# Oscar ii vs Musica



## Navisnen (Mar 13, 2017)

Hello all.

I have been comparing the Oscar ii and the Musica. Can anyone enlighten me on the differences? The differences that I can see are that the musica has: better dosing, pressure gage, water outlet, "cool" LED lights. That besides the slight size differences.

Is there something else I am missing? Thanks!


----------



## Mrboots2u (May 10, 2013)

Musica has an OPV as standard i think


----------



## Mrboots2u (May 10, 2013)

Plus google really is your friend.. 1st on the seach list

https://www.seattlecoffeegear.com/blog/2016/05/21/crew-comparison-nuova-simonelli-oscar-ii-vs-oscar/


----------



## Navisnen (Mar 13, 2017)

@Mrboots2u thanks for the heads up on the OPV.

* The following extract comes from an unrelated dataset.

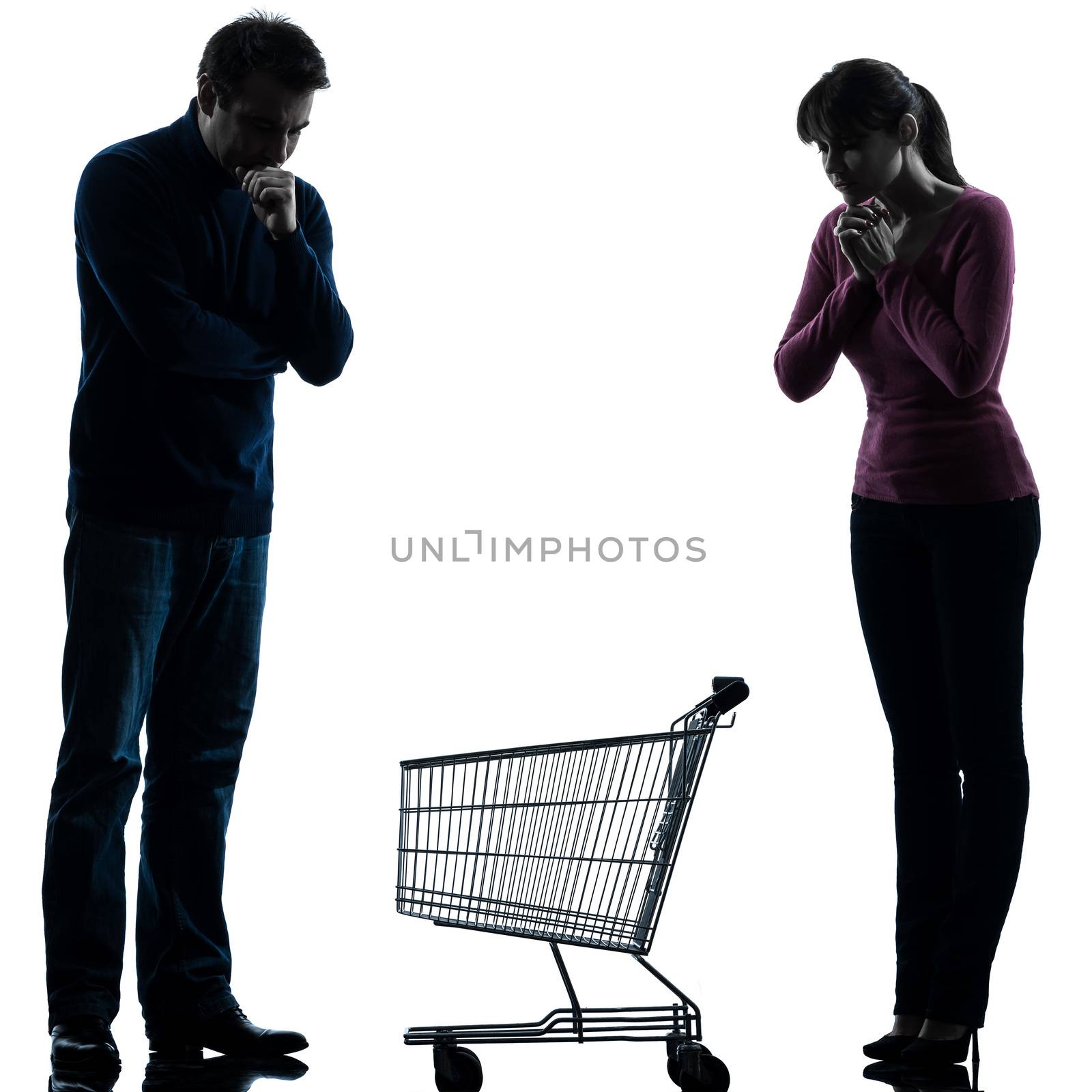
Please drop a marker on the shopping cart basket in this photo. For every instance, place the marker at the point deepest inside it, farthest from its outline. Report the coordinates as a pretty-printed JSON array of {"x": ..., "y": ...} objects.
[{"x": 571, "y": 844}]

I did Google. Saw that article but as it is oscar ii vs oscar it wasn't what I was looking for. I also found a oscar vs musica, but not an Oscar ii.


----------



## 4085 (Nov 23, 2012)

http://www.nuovasimonelli.it/en/prodotti/macchine-tradizionali/musica.html

http://www.nuovasimonelli.it/en/prodotti/macchine-tradizionali/4857-oscar-ii-eng.html

as far as I can tell, the M has a bigger water tank and a hot water tap but I have not read all the tech stuff


----------



## Jon (Dec 3, 2010)

Time vs Volumetric buttons?


----------



## Essewissa (Jan 27, 2017)

There are pretty much the same. It's possible to install opv in Oscar II, and it's cheap. Musica has a hot water dispenser and electronic preinfusion plus prettier chasis. Espresso and milk drinks will be the same quality from both machines. I think the Musica is not worth the asking price, she is almost twice the price.


----------



## Navisnen (Mar 13, 2017)

@Jon it is volumetric on the Musica and timed on the Oscar ii.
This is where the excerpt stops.